GIUSEPPE ADAMOLI - 15/05/2015

federalismoC’era una volta il federalismo, almeno la parola, frastornata e surclassata dalla propaganda urlata e dalla confusione. Non la usavo mai, preferivo il termine “regionalismo forte”, ma il concetto era analogo e mi attraeva. Voleva dire un vigoroso sistema delle autonomie locali con un ruolo regolatore, programmatico, legislativo delle Regioni. Purtroppo però gli si attribuiva un valore tutt’altro che univoco che andava dal federalismo comunale al secessionismo.

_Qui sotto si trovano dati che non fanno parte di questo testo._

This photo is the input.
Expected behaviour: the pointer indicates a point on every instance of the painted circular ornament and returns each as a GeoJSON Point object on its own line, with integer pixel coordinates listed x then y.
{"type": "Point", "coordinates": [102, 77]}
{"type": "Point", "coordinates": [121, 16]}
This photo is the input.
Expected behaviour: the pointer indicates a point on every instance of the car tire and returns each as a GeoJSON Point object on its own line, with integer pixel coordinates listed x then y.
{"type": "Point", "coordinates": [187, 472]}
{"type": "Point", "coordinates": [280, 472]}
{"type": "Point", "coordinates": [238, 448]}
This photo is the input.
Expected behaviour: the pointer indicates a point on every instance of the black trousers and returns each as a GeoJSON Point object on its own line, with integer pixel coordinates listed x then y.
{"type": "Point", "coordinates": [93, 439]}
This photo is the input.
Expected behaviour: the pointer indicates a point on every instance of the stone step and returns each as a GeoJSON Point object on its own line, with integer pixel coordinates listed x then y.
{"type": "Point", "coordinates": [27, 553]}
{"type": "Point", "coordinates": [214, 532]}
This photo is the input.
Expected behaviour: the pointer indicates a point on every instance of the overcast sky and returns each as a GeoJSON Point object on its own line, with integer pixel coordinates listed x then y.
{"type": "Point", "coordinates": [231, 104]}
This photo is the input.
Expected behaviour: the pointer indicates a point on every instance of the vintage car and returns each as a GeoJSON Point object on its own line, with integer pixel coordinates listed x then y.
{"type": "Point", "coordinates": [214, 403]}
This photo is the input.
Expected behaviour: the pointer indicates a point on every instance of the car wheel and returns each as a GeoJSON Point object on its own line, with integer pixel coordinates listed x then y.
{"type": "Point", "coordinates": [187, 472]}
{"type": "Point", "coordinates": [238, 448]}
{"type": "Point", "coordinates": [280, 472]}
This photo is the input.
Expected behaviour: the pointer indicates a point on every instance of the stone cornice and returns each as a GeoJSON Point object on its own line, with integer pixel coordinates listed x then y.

Due paradossi. Il federalismo comunale perché senza un certo grado di autonomia legislativa non è federalismo. Il secessionismo perché il federalismo storicamente unisce dentro uno Stato, non separa da uno Stato. Una confusione alimentata dalla Lega (che pure aveva avuto il merito di riportare in primo piano questa questione istituzionale) ma che aveva coinvolto anche l’Ulivo responsabile della riforma del 2001 che affidava alle Regioni alcuni poteri propriamente statali e che non riconosceva la necessaria clausola dell’interesse nazionale.

Oggi, non solo il termine “federalismo” è stato quasi rimosso dal vocabolario politico ma è coperto da pesante diffidenza popolare. Non serve compulsare i sondaggi d’opinione per capire che le prossime elezioni regionali vedranno un’astensione altissima. Oltre alla riforma del 2001, la responsabilità ricade sugli amministratori regionali che soprattutto negli ultimi tempi hanno compiuto tanti errori e messo in luce un senso etico molto discutibile.

Ma perché prendersela con l’Istituzione in quanto tale? La classe dirigente delle Regioni è selezionata e prodotta dai partiti e scelta dagli elettori (preferenze) più di quanto non avvenga per il Parlamento. Infatti difetti e pregi del personale politico si equivalgono a Milano come a Roma. Fatto sta che sta prendendo piede una suggestione centralista che mi preoccupa molto. Non si governa soltanto dal centro una società complessa e molto differenziata come la nostra. L’indebolimento delle Regioni comporta una ricaduta negativa su tutto il sistema delle autonomie. Se qualche sindaco immagina che Regioni più deboli significhino Comuni più forti si illude fortemente.

La riforma costituzionale in corso correggerà alcuni eccessi di potere regionale della riforma del 2001 ma corre il rischio di riportare troppe funzioni a Roma e di ridurre le Regioni ad enti di quasi solo decentramento amministrativo con scarsa autonomia politica. È necessaria una correzione della riforma. Bisogna far funzionare bene, senza sprechi e duplicazioni dannose, la vita pubblica fra stato e istituzioni locali stabilendo bene le competenze di ciascuno senza lasciare zone grigie.

La nuova legge elettorale potenzia molto il governo centrale e questo impone che si riveda l’equilibrio dei poteri della Repubblica con dei forti contrappesi istituzionali. Due contrappesi riguardano questa materia. Uno è certamente un sistema delle Autonomie locali capace di una importante funzione dialettica con lo Stato. L’altro è l’irrobustimento del Senato delle Regioni che dipende largamente dalla dignità politica e legislativa che a queste Istituzioni verrà riconosciuta.

Sento però che le Regioni potranno riconquistare la fiducia degli italiani solo se e quando saranno dimezzate nel numero (la Lombardia va bene così) e profondamente razionalizzate. L’ho sperimentato da presidente della Commissione Statuto nei contatti che tenevo in tutta Italia. E dopo le ultime vicissitudini regionali ne sono sempre più convinto.